Family Finance

The need for emergency savings

Much frustration in financial crises can be averted if a family allocates a percentage of its income to saving. Savings also allow families to purchase with cash and shop for the best buys, irrespective of the store.

Without savings, if there were an emergency, families would have to rely on credit and, ultimately, end up deeper in debt. Simply put, without emergency savings, borrowing would be a foregone conclusion, the use of credit would become a lifelong necessity, and debt would be a way of life.

Everyone in our society living above the poverty level probably has the capability to save money, yet many fail to do so because they do not realise even $5 per saved per month will add up over time.

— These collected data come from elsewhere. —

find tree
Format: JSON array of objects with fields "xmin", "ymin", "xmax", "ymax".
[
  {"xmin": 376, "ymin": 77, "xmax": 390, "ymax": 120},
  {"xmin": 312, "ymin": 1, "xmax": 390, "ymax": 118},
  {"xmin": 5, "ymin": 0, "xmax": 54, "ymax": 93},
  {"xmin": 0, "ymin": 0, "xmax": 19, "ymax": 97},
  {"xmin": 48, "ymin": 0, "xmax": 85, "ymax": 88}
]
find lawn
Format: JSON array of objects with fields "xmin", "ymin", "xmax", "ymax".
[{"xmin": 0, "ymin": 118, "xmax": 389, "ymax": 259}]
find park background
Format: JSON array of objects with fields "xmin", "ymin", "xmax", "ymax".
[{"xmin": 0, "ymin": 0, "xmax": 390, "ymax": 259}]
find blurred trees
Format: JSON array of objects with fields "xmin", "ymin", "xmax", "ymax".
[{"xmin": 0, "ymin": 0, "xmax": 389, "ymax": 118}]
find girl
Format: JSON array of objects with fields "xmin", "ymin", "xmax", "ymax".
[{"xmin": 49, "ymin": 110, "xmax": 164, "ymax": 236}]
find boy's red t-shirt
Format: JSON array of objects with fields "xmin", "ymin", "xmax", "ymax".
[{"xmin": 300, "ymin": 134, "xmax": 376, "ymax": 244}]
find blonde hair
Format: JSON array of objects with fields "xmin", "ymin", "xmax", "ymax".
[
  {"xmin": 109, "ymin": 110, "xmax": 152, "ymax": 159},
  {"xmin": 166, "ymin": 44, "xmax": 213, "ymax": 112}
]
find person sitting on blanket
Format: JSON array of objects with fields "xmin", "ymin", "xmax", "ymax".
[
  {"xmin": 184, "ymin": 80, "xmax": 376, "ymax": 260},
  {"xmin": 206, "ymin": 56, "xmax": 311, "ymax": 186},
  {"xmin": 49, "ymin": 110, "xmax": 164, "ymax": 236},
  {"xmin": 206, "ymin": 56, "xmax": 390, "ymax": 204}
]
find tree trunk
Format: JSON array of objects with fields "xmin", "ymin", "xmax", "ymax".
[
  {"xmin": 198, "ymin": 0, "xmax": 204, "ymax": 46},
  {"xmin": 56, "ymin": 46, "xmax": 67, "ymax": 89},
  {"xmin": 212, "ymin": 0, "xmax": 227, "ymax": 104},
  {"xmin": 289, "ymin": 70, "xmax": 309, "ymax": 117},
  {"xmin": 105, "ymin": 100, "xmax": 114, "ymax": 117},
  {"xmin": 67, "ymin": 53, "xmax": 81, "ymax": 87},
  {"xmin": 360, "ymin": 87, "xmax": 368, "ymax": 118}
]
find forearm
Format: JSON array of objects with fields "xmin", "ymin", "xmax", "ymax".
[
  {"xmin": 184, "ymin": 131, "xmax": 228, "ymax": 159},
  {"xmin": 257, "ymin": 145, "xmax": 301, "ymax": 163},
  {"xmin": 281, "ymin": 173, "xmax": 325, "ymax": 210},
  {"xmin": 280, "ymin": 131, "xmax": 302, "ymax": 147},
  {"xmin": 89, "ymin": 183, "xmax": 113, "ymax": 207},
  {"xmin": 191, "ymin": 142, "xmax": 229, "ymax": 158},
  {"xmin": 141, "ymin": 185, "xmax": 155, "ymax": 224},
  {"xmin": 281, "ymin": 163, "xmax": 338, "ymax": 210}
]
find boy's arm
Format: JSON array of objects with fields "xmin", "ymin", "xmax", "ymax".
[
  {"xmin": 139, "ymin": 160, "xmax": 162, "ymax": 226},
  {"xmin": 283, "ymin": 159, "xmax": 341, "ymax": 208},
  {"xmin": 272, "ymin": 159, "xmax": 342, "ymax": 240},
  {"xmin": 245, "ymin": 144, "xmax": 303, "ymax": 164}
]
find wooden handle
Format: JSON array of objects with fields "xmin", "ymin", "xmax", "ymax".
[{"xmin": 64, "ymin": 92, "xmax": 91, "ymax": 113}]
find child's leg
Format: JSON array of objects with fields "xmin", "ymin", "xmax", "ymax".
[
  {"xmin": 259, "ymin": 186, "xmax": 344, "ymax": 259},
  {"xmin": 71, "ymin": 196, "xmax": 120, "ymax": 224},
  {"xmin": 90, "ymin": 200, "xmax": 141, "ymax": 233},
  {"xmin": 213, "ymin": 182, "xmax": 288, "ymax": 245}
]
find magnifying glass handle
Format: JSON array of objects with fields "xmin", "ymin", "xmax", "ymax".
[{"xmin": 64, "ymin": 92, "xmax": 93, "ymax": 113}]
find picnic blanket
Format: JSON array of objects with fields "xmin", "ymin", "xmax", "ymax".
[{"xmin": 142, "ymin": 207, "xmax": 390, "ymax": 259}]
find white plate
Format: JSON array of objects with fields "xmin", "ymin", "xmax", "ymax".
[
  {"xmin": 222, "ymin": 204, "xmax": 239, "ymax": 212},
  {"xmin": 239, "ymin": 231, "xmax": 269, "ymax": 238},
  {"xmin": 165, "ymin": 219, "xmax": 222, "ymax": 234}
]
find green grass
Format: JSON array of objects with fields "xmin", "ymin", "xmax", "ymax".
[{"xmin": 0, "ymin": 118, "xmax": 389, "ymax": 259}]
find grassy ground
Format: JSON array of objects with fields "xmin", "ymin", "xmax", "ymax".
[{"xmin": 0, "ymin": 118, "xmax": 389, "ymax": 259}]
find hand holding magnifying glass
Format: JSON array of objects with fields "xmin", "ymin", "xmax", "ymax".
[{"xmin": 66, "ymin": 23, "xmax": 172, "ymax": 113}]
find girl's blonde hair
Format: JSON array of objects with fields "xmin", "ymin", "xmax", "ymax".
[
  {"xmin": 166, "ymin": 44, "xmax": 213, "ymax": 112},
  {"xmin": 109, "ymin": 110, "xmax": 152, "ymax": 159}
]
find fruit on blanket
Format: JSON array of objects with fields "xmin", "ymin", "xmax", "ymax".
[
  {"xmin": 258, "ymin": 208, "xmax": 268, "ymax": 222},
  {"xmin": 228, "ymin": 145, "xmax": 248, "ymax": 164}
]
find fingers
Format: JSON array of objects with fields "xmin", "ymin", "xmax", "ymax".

How much for emergency savings?

On a steady income - 3-6 months’ salary.

On a fluctuating or seasonal income - six months’ salary is best.

About 5 per cent of Net Spendable Income should be put aside in an emergency reserve savings account, to take care of expenses that might arise.

This does not mean that large amounts of money should be saved while failing to pay creditors, but a good habit to develop is to save a small amount on a regular basis.

This type of savings is not long-range savings for education or retirement; it is non-allocated short-term savings designed to help compensate for unexpected emergencies.

Saving not hoarding

The parable of the ant in Proverbs 6:6-8 says; “Go to the ant, O sluggard, observe her ways and be wise, which, having no chief, officer or ruler, prepares her food in the summer and gathers her provision in the harvest.”

Within their colony, ants have calculated almost exactly what they will need to get through the winter. They gather and store that amount in their anthill during the summer and autumn.

Saving is good stewardship: looking forward to a future need and putting aside whatever is necessary to meet that future need so that borrowing will not be necessary.

Hoarding is putting money aside for no particular reason, and that money will not be used even if it is needed.

The difference between saving and hoarding is attitude, not the amount of money.